たまに「良いスタートアップないかな~」とか聞かれる事がある。「良い案件あったらお知らせしますね~」と答えるけど、多分そんなもんはない。他意があるわけでもなく。

同じように、「良い投資先ない?」、「良いポジションない?」、「良い案件ない?」とも聞かれる。私も無意識に言っていると思う。言っているときに悪気はないが、自分が言われるとフラストレーションに感じることもある。それは気を付けなければ、と。

全てにおいて「良い」案件などない。特にスタートアップなんて俗にいう「スタートアップ・シブがき隊問題」(今思いついたw)つまり、「ないないない」問題をどこも抱えている。金がない、人がいない、時間がない、だ。そしてプロダクトもなくアイデアだけのところもあれば、プロダクトはあっても客が無いところもいっぱいある。

「良いスタートアップない?」ってのは、無邪気な質問だけど、つまり「うまい儲け話ない?」とか、「楽な仕事ない?」って聞いている意図が透けて見えている場合が多い。そして、そんなもんはない。本当に他意はない。

スタートアップというのは可能性があるがリスクも問題もいっぱい抱える案件だ。じゃなきゃスタートアップじゃない。だから、万人にとって「良い」案件とはなり得ない。リスク投資とはそういうものだろう。

ましてやうまくいくスタートアップはみんなが探しているのだ。うまく行きそうになったら有象無象の投資家が群がるのだ。だから、我々レベルが”探して”そう簡単に見つかるわけもないじゃないか。

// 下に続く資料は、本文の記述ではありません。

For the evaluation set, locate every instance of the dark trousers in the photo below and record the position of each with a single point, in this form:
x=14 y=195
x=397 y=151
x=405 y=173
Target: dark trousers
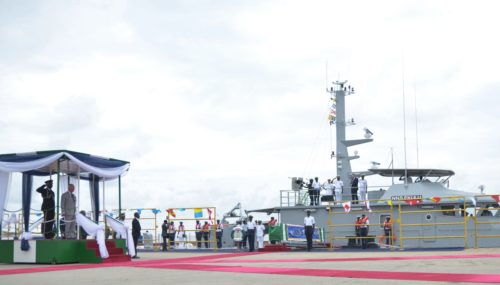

もし優秀なベンチャーに投資をしたいのであれば、「探す」というスタンスでは絶対的に無理だ。「引き寄せて、育てる」しかないのだ。引き寄せるためには自らも発信をしなければいけない。彼らの方から集まってくるように自分が魅力的にならなければいけない。

そして、駆け込んでくるなんにもない状態のスタートアップを、自らの時間と知恵と知識と資金を使って育てているのだ。それでやっとのこと立ち上がる。自ら思い入れを持ち、自分の物として心血を注ぐ必要がある。毎回真剣勝負だ。

挑戦する人を助けることは好んでやっている。私にとっては全てが思い入れあり可愛い虎の子の案件だ。だから、「良い」「悪い」という価値基準で判断されるのに抵抗がある。

裏も表も知っているから「良いスタートアップ知らない?」と聞かれても即答できるわけがない。どのスタートアップも旨い汁をすすろうとする人に「儲かりまっせ」といえるほど気楽な世界を歩いてはいない。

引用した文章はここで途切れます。